Do you like the idea of a condominium going up in a public park? Because that’s what Nelson city council is planning to do at Cottonwood Park. Cottonwood Park is “a beautiful hidden treasure,” according to the city’s website. It won’t be for long if it’s the backyard for the people who live in new condos (they are called live-work spaces, but really they are condos with stores underneath).
Reviewing Railtown plans, I have no problem with new housing going up in some places in Railtown, but save Cottonwood Park. Use it, for example, for community garden space for other condo dwellers in Railtown, or a community amphitheatre.
The keyword here is “community” and the sense of it will be lost if condos are allowed in a public park. Wouldn’t it be creepy, picture it: you are meditating at the falls and you look up. A guy from Alberta is looking through binoculars at you from his patio! It would no longer be a public park.
Plus the samba band has tried many places to practice and this is the only one that has worked so far; that wouldn’t be the case with condo dwellers right there.
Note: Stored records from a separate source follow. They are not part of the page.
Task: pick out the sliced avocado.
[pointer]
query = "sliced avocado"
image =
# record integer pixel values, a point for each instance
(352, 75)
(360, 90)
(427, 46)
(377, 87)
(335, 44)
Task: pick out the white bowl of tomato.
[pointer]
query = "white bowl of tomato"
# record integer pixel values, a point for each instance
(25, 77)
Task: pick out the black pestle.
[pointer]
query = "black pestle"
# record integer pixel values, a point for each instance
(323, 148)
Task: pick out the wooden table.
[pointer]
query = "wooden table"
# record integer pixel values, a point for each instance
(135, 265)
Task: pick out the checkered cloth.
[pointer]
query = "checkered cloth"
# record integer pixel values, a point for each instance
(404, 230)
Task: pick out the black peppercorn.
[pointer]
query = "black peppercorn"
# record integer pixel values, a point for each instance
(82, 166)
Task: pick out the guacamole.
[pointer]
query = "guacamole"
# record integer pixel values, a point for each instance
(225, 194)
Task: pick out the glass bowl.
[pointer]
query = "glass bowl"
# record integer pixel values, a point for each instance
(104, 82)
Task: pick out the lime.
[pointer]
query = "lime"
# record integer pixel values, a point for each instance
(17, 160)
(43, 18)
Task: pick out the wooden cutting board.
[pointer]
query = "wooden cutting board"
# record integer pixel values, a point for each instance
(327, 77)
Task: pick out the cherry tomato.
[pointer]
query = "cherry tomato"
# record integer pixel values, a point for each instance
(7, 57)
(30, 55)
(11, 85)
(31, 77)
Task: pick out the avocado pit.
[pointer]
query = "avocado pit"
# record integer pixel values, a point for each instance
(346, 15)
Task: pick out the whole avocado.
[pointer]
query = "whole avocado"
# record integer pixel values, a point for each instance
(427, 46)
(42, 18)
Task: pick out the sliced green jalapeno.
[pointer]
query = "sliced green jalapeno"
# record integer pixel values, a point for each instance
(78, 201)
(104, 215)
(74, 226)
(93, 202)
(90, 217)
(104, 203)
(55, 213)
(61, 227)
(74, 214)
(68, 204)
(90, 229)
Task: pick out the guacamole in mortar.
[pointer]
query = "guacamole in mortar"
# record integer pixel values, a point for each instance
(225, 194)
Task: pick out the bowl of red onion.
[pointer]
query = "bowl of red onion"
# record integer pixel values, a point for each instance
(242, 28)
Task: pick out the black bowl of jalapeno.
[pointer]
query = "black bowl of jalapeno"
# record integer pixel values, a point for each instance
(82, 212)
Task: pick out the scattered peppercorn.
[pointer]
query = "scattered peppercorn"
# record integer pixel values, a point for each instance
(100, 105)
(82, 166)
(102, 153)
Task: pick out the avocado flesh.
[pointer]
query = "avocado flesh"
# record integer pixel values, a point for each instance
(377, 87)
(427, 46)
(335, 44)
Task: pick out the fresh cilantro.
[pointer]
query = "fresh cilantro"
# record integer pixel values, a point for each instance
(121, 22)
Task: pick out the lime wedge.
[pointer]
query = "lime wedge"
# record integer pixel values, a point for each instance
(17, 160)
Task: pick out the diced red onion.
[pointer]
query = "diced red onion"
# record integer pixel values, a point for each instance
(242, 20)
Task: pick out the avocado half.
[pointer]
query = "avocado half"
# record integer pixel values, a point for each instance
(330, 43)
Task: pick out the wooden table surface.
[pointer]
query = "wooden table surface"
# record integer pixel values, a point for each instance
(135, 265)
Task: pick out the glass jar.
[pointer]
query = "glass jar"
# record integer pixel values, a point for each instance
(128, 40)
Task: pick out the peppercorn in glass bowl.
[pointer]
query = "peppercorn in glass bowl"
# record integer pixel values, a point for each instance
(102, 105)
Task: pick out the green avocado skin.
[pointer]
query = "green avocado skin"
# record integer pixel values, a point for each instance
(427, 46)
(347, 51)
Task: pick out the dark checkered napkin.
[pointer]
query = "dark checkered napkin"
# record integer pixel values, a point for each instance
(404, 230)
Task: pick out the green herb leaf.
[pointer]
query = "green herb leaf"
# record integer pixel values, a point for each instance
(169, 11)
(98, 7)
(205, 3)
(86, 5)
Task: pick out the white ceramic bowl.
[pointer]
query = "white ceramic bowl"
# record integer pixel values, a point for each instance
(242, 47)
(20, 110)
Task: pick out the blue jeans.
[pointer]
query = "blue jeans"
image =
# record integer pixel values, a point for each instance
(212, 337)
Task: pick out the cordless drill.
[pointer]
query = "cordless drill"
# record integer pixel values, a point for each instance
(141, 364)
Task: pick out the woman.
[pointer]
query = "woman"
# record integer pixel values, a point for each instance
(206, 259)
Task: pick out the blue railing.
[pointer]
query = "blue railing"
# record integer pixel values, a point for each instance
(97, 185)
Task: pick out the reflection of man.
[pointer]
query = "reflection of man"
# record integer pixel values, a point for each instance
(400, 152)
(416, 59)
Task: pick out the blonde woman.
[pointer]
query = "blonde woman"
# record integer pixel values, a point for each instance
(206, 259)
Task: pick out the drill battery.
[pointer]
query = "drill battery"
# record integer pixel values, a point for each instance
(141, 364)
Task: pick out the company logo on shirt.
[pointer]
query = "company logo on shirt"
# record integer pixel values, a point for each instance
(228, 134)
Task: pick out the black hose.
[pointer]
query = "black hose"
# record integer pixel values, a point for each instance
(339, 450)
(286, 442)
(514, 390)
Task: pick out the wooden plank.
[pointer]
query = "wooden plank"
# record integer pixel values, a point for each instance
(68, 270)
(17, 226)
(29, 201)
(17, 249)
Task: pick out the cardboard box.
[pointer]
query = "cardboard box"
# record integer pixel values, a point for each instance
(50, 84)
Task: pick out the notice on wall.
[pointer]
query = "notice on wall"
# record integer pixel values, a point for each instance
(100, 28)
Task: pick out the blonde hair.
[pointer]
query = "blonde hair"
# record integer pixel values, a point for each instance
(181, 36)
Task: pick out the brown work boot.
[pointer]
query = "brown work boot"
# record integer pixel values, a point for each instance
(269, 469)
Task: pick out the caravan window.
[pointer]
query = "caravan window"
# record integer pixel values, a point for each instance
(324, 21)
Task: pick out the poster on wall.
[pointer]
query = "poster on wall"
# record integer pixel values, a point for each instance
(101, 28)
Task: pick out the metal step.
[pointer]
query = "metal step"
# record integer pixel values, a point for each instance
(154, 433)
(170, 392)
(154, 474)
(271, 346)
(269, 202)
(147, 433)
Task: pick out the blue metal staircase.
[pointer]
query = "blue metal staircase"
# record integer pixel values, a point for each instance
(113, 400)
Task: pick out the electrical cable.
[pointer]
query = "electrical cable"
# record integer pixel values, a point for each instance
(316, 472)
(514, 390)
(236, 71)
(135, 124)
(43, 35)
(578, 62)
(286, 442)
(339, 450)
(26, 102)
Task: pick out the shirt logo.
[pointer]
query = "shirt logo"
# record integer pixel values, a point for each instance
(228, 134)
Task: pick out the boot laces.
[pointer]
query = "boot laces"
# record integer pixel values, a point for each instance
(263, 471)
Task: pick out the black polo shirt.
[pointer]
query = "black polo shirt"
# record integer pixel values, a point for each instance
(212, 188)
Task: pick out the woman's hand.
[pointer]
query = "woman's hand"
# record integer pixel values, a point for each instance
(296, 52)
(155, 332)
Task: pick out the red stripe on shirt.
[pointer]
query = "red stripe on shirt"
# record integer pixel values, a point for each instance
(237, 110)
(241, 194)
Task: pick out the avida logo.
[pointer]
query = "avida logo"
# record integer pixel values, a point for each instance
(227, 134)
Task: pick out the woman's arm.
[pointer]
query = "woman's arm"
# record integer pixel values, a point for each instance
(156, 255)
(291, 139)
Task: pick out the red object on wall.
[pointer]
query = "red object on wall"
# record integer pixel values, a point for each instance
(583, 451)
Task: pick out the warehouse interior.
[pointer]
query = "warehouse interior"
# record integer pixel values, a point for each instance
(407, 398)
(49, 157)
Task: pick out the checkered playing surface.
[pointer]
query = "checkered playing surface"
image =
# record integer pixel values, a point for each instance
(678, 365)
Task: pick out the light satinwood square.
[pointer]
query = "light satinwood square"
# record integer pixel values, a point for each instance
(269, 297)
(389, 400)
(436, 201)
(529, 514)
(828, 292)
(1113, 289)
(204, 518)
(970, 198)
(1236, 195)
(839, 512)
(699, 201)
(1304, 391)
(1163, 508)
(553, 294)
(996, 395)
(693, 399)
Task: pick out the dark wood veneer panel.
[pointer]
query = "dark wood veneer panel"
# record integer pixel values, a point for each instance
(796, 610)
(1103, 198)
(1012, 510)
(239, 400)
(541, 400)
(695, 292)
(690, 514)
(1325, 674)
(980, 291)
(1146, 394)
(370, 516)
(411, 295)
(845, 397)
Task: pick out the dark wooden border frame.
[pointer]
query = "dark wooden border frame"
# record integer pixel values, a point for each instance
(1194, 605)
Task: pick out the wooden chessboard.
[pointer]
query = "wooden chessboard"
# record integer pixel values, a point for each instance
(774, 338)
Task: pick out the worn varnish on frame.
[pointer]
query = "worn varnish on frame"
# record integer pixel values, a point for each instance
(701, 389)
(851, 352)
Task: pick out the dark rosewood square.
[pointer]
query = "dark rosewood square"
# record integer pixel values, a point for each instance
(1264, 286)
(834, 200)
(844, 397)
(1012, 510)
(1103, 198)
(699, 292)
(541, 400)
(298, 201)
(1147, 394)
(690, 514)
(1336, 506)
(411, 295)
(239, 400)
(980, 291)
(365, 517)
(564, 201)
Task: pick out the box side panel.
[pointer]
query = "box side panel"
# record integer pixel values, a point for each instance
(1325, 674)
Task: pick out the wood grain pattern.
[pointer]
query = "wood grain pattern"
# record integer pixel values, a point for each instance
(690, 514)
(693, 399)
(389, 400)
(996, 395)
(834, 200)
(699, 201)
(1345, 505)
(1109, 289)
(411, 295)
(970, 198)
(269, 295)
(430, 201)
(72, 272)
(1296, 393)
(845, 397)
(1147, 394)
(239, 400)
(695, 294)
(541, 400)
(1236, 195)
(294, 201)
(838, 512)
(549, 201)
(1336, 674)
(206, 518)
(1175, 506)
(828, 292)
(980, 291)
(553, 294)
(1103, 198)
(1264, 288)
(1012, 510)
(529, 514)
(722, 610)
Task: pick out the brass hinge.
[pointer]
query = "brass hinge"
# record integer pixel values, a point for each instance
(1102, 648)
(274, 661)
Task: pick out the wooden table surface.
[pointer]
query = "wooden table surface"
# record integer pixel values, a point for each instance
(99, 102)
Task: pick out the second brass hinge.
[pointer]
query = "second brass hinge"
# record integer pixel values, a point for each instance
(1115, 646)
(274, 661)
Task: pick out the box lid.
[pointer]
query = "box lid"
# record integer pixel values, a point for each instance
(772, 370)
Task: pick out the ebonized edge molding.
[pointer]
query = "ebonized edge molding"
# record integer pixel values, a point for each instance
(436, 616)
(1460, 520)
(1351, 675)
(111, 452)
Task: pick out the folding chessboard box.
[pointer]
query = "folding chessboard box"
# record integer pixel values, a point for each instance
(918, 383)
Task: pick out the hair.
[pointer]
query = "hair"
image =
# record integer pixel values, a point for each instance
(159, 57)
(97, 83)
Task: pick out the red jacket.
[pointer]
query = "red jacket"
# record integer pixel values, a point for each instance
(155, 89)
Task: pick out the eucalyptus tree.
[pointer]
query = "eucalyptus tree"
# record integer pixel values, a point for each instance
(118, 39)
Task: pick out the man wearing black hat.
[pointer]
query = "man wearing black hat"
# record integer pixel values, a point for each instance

If the city is concerned with its use by transients and want eyes on the park, there will be plenty of new pedestrian traffic going through from the other condos in Railtown.
Or how about hiring a caretaker of the park and giving them the red house that’s already there as a place to stay? Maybe those that hang out there with addictions just need some compassion, someone to buy them a coffee and to ask them to tell their life story. Or what about having a greenhouse that people with addictions can tend? Maybe some of the people the city wants to get rid of just need purpose, a sense they are not just the trash people treat them like.
I have a petition circulating around town until Friday about saving Cottonwood from condos. It’s at the Blue Mule Expresso Bar, PNW Garden Supply, and Kootenay Woodstoves. The online version is at bit.ly/CottonwoodPetition. Please stop in one of those locales and sign it so we can show council this will not fly.